Objectives Because radiofrequency catheter ablation of macro-reentrant atrial tachycardia (AT) following cardiac surgery of structural heart disease had a low successful rate and a high recurrence, we aimed to explore a successful method to solve this problem. This study was to investigate the electrophysiological mechanisms and radiofrequency catheter ablation of macro-reentrant atrial tachycardia (AT) following cardiac surgery of structural heart disease, and to test the success rate by using CARTO electroanatomic mapping.
Methods A total of 20 patients (16 men, aged 35 ± 13.5 years) in Shenyang Northern Hospital were studied. After determining the mechanism of macro-reentrant AT, the electroanatomic structures of the right or/and left atria during AT were constructed by using CARTO electroanatomic mapping system. To combine the results of entrainment mapping, the possible reentrant circuits of AT were analysed and the ablation lines were defined. The saline irrigated radiofrequency ablation catheter was used for ablation in all the 20 patients.

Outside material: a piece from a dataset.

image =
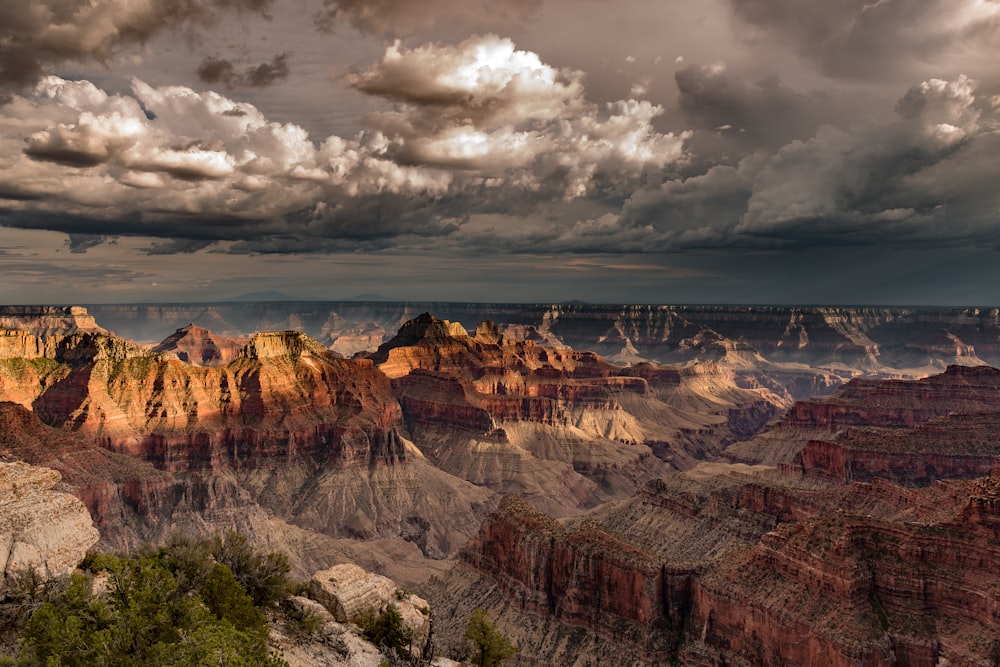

Results In the 20 patients, 16 patients had 1 form of AT and 4 patients had 2 forms. Twenty-four forms were all macro-reentrant AT confirmed by CARTO system electroanatomic mapping and entrainment. Among the 24 forms of AT, 18 forms were typical atrial flutter of the right atrium, 5 forms were incisional reentrant AT of the right atrium, and 1 form was macro-reentrant AT around the mitral annulus. Eighteen of the 20 patients had a successful ablation, including 17 of 18 forms of typical atrial flutter of the right atrium and 4 of 5 forms of incisional reentrant AT of the right atrium. During the follow-up of 12 months on the average, 17 patients with a successful ablation had no recurrence, and only 1 patient recurred as atrial fibrillation.
Conclusions CARTO three-dimensional mapping system guided catheter ablation of macro-reentrant atrial tachycardia following cardiac surgery in patients with structural heart disease had a high success rate and a low recurrence rate.